- Aimée Dorr
University of California, Los Angeles
AIMÉE DORR is professor of education and dean of the Graduate School of Education & Information Studies, University of California, Los Angeles. As dean, her interests include access and diversity in higher education and student, faculty, and organizational development. Her own research focuses on the roles of electronic media in young people’s learning and development, integration of media and technology into K–12 education, and media literacy. A representative coauthored publication is “Parenting in a Multi-Media Society,” a chapter in Handbook of Parenting, Vol. V: Practical Issues in Parenting (Marc Bornstein, ed.), Erlbaum, 2002.
- Emily Arms
University of Southern California
EMILY ARMS is an adjunct assistant professor at the Rossier School of Education, University of Southern California.

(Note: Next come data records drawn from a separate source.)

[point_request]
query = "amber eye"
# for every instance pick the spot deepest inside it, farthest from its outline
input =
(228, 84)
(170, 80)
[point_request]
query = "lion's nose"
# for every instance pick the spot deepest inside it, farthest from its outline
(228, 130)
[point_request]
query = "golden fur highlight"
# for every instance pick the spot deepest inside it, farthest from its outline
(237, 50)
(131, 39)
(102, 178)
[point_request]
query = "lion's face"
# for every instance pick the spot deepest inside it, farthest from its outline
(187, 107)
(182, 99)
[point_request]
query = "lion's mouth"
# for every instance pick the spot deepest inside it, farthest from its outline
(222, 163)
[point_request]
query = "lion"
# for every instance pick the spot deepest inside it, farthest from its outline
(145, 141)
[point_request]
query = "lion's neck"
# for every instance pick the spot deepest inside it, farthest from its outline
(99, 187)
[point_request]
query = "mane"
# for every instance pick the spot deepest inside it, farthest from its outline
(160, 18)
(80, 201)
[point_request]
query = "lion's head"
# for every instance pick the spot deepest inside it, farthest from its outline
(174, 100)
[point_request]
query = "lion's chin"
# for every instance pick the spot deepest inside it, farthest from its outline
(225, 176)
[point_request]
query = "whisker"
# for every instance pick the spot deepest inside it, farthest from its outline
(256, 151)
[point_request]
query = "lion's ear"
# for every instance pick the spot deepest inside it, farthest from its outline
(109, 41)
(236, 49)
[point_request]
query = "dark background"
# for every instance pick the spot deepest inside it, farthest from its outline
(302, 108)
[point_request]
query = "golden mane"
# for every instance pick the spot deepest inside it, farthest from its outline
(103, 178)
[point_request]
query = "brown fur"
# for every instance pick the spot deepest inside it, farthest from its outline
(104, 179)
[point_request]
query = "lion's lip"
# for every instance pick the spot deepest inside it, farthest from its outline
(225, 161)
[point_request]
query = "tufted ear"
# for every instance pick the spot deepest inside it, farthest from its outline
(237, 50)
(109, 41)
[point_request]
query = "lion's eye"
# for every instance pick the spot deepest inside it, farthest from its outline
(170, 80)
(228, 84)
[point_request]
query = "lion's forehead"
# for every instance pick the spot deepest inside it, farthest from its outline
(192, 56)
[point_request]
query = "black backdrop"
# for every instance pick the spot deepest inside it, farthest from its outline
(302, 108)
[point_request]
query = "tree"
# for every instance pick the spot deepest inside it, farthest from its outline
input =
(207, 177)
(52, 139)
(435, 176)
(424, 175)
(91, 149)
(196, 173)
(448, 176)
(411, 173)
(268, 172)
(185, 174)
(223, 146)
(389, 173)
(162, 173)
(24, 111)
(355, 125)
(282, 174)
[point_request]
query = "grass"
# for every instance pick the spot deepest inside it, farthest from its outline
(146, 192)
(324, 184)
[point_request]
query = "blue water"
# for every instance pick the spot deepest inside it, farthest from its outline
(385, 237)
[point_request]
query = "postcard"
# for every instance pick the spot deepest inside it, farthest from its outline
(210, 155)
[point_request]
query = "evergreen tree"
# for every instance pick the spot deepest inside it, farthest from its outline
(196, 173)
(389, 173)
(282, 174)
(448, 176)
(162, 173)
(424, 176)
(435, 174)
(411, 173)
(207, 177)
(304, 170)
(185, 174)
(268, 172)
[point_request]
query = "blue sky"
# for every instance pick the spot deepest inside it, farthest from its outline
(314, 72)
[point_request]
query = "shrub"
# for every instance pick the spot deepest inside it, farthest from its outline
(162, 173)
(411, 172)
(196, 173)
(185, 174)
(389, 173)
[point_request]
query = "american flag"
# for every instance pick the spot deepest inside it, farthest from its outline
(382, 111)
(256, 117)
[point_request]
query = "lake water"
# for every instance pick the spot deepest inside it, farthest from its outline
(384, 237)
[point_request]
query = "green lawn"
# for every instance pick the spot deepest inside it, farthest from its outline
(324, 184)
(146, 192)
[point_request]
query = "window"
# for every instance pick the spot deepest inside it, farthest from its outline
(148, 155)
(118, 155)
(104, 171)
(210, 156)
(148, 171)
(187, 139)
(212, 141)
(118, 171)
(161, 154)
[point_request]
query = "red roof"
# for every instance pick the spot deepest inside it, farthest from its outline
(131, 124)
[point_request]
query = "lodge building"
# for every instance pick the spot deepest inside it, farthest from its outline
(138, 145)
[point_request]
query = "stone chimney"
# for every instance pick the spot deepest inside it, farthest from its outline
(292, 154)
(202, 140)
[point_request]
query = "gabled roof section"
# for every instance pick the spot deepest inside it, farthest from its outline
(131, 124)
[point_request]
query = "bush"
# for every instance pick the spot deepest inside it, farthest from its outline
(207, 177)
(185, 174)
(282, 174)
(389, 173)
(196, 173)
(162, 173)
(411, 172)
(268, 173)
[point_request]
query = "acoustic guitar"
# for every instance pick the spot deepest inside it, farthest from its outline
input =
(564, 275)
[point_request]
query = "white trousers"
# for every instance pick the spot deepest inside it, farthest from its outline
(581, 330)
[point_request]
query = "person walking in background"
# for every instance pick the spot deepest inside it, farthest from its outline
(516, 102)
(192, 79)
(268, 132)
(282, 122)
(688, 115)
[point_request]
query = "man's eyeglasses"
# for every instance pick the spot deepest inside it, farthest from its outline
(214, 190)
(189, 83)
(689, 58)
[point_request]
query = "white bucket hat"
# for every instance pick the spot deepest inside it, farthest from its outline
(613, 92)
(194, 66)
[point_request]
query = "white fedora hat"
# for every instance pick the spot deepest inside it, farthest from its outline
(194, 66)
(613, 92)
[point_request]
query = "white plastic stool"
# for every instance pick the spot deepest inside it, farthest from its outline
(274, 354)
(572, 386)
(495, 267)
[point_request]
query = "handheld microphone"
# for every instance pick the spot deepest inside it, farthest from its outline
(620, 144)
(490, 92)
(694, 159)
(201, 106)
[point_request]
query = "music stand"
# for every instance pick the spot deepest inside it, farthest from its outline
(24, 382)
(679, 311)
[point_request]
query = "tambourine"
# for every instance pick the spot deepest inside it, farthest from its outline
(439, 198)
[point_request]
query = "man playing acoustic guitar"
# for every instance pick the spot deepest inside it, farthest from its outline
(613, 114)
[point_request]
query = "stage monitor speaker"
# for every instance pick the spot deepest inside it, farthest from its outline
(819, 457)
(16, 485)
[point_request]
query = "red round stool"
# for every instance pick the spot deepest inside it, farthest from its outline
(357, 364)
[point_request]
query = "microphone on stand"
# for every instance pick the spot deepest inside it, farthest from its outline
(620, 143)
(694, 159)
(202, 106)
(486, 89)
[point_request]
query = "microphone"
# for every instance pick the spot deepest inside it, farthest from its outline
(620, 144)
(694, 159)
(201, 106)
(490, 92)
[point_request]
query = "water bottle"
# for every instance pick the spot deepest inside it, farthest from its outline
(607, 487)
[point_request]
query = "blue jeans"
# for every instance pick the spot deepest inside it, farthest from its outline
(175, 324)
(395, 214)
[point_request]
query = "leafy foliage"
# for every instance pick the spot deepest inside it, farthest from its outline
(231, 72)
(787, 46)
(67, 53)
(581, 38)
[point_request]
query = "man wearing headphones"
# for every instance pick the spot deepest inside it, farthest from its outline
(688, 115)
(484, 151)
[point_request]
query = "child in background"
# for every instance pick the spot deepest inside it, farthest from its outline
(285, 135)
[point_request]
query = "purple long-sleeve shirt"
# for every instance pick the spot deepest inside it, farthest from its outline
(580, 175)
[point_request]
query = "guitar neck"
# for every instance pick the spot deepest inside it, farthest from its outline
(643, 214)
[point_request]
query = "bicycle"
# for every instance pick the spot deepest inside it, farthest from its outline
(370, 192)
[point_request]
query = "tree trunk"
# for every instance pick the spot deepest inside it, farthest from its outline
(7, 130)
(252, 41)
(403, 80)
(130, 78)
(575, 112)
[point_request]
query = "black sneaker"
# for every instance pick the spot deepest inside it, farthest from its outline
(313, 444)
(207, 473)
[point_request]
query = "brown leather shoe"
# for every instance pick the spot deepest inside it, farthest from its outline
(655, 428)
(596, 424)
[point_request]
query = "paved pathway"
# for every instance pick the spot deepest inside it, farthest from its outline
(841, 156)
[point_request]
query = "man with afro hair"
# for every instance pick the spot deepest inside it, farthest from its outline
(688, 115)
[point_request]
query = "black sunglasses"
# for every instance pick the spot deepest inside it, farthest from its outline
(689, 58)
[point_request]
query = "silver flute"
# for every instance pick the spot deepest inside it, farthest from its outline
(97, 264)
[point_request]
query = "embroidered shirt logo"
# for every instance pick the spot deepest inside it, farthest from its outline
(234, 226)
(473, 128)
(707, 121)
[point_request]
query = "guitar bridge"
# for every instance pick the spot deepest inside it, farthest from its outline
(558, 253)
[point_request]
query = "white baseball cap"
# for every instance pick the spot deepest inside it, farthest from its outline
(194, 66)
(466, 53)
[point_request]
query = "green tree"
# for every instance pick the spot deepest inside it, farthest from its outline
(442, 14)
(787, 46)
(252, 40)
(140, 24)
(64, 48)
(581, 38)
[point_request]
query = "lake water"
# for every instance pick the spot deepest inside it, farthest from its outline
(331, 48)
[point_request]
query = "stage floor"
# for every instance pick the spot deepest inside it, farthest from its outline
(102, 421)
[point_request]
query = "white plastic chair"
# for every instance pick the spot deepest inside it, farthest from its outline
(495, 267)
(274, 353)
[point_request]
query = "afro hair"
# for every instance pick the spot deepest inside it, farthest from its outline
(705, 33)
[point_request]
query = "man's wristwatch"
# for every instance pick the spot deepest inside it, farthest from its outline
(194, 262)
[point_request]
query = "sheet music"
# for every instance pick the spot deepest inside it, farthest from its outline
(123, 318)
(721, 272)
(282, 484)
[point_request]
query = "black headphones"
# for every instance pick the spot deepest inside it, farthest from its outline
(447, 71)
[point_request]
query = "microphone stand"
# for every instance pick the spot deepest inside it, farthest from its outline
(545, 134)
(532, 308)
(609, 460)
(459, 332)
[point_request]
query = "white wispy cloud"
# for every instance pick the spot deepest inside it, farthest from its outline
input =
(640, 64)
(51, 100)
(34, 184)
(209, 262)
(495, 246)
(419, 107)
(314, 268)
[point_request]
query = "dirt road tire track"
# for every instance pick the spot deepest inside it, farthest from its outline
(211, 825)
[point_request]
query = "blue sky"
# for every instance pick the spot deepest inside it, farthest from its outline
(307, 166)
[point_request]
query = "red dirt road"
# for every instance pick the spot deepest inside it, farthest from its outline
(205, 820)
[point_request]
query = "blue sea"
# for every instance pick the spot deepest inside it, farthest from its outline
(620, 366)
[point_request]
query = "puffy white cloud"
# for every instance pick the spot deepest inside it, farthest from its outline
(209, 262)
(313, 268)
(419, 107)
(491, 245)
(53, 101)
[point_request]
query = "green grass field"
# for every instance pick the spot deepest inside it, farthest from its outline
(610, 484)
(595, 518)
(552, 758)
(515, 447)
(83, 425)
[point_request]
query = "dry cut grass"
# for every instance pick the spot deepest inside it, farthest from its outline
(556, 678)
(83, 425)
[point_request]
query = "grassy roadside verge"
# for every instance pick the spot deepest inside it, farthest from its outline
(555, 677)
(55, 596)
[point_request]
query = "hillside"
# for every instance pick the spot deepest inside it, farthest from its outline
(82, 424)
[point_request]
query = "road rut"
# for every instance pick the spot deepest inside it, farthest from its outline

Prior to that, she was a classroom teacher and later an assistant professor at Loyola Marymount University, where she taught in both the master of arts and doctoral programs in the School of Education. Her areas of interest include standards-based curriculum and gender equity in education Her most recent publication is “Gender Equity in Coeducational and Single-Sex Classrooms,” a chapter in The Handbook for Achieving Gender Equity through Education (Sue Klein ed.), Erlbaum, 2007.
- Valerie Hall
University of California, Irvine
VALERIE HALL is an associate research specialist in the Department of Education, University of California, Irvine. An experienced teacher educator and curriculum developer, she is currently working with the Technology, Out-of-School Learning and Human Development Project in an evaluation of an afterschool program for diverse children from low-income families. Her areas of interest include digital learning and factors influencing K–12 technology use. She coauthored “Educating for Technology Use by Students and Teachers: Inservice Teachers’ Actual and Preservice Teachers’ Proposed Technology Use in Urban Schools Serving Low Income Families,” presented at the American Psychological Association meeting in 2006.